# cheap AC?



## jkupcha (Aug 27, 2009)

OK so the fireplace blower I have draws air from the basement (very large) and pulls it upstairs into the living room. When I turn it on during the hot summer months very cool air comes out and lowers the temp in the living room by a degree or two.  AM I saving any AC electric bucks by doing this?  I realize the basement must replenish the air I pull out with warmer air but I'm hoping it will then cool that warm air to reserc.  So do you think its worth runnning the fan motor or am I just crazy?  Thanks


----------



## MountainStoveGuy (Aug 27, 2009)

im more curious how your fireplace blower is pulling air from the basement. Thats a bit strange. Most firplace blowers recirculate the air from the room that it is installed in.


----------



## jkupcha (Aug 27, 2009)

MountainStoveGuy said:
			
		

> im more curious how your fireplace blower is pulling air from the basement. Thats a bit strange. Most firplace blowers recirculate the air from the room that it is installed in.



I have a NZ6000 napoleon zero clearance fireplace. The blower is external and can be positioned in several places and the air ducted around the firebox. My blower is mounted on the basement ceiling directly under the fireplace. The ducting is only about 2 feet and this makes the blower extremely quiet because it is in the basement.  Blower controls and thermostate are wired neatly beside the fireplace. THis is one of the few details I am actually pleased about with the Napoleon.


----------



## Todd (Aug 27, 2009)

Must be similar to fireplace xtrodinaire's posi system where cold outside air is drawn in and around fireplace then blown into room to pressurize the house? Yours is hooked into basement instead of outside wall.

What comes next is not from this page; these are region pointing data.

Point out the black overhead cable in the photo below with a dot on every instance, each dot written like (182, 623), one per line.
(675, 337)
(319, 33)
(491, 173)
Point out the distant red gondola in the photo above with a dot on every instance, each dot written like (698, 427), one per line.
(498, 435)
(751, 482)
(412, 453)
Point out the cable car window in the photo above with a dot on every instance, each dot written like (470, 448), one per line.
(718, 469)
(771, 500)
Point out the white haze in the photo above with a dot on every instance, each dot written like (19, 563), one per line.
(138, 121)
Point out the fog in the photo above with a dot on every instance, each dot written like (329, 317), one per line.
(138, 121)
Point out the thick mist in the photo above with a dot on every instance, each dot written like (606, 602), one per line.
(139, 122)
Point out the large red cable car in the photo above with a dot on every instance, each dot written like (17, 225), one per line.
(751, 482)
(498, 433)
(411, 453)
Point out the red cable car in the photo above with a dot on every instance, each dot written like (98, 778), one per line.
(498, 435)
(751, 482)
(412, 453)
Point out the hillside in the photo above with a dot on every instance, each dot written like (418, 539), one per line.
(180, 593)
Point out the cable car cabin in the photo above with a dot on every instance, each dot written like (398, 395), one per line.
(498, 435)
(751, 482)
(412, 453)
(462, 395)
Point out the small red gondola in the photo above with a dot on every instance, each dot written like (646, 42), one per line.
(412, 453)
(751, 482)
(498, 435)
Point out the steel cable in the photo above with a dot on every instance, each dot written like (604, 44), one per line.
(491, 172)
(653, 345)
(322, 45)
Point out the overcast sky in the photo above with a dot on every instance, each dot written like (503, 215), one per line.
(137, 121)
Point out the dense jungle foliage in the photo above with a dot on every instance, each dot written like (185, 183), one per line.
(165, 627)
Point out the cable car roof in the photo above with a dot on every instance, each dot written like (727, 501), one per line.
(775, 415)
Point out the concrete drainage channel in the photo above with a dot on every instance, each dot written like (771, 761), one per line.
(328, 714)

http://www.fireplacex.com/images/images_numbered/104104.jpg


----------



## gzecc (Aug 27, 2009)

I hope your not pulling carbon monoxide from any appliances in the basement ie hot water heater, furnace etc.


----------



## jkupcha (Aug 27, 2009)

gzecc said:
			
		

> I hope your not pulling carbon monoxide from any appliances in the basement ie hot water heater, furnace etc.



Thanks but nope.


----------



## DiscoInferno (Aug 28, 2009)

I think it should help, although not sure how significantly in terms of $$.  Our MI house has several supplies in the basement but the closest return is on the first floor across from the basement door.  So when we run the furnace fan in the summer it pulls cold air out of the basement into the return and then distributes it to the rest of the house.  It actually works pretty well for about a day's worth of cooling.  (We don't have AC there, and generally don't need it.)  I could see the moisture issue coming up if done often, as I already have to run a dehumidifier down there most of the time.


----------



## burntime (Aug 29, 2009)

It is cheap to run the firnace fan vs the air.  My furnace fan runs 24/7 when the air is on.  Your blower is much smaller then your furnace.  I run mine and it will coil the home a degree or two...


----------



## madrone (Sep 2, 2009)

I open the filter door on my NG furnace in the basement and run the fan. Noticeable cooling, and less energy used than an AC. Only works until the basement air warms up, but some days it's all I need, no AC.


----------



## raven (Oct 3, 2009)

i wouldn't think you save by doing that. there's a reason there's a drain on your coil. removing moisture from the air is part of ac conditioning


----------